Nos vendieron que «Deadpool» iba a ser la película más gañán del mundo de los superhéroes… Pero al final es un poco como tu cuñado insoportable.
Sucede a menudo que, en grupos de amigos, compañeros de trabajo y en general cualquier evento de tipo social donde se interactúe con mucha gente, acabe por emerger la figura del gañán. Ese tipo simpático, abierto y extrovertido que es experto en coñas, chistes jocosos y con el que te echas unas risas bien buenas. Pero también sucede que al gañán no lo puedes sacar de ahí, porque el resultado lo conocemos todos: lo acabas detestando. Por pesado, repetitivo y porque al final se cree realmente más gracioso de lo que es (y, por supuesto, mucho más que el resto de mortales que tienen el privilegio de escucharle).
Algo así es lo que sucede con Deadpool y lo peor de todo es que ni siquiera parece ser aposta. Entendámonos, Tim Miller (ese paquete sobrevalorado como él mismo se define en los créditos) nos dibuja y planifica un film que pretende transgredir, romper una y otra vez la cuarta pared, inundarnos de referencias para mearse en ellas y así elaborar un discurso que nos diga: esta es una película autoconsciente, transgresora y, por ende, inteligente. Y efectivamente, en este sentido todo este propósito es cumplido a rajatabla. Tanto, que es cumplido en demasía.

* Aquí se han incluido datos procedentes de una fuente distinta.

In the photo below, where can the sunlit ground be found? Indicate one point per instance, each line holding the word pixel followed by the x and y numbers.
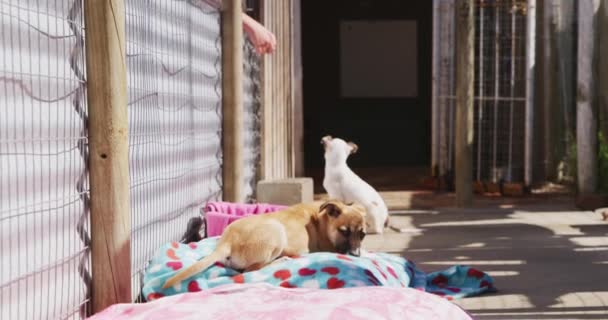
pixel 549 260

En este sentido, lo que se consigue es que «Deadpool» se aleje en resultados de las intenciones planteadas ya que, por desgracia, tanto cachondeito y tanta broma soez no sólo no consigue tapar la inanidad y rutina de su escasa trama, sino que acaba por constituir un ejercicio de pesadez, de reiteración, de chistacos, para entendernos, dignos de cinta de casete de Arévalo. Claro está que los hay que funcionan moderadamente bien, y otros que lo hacen a las mil maravillas, pero es que sólo faltaría que ante el aluvión de gags por minuto mostrados no hubieran algunos buenos o que hicieran reír a la audiencia.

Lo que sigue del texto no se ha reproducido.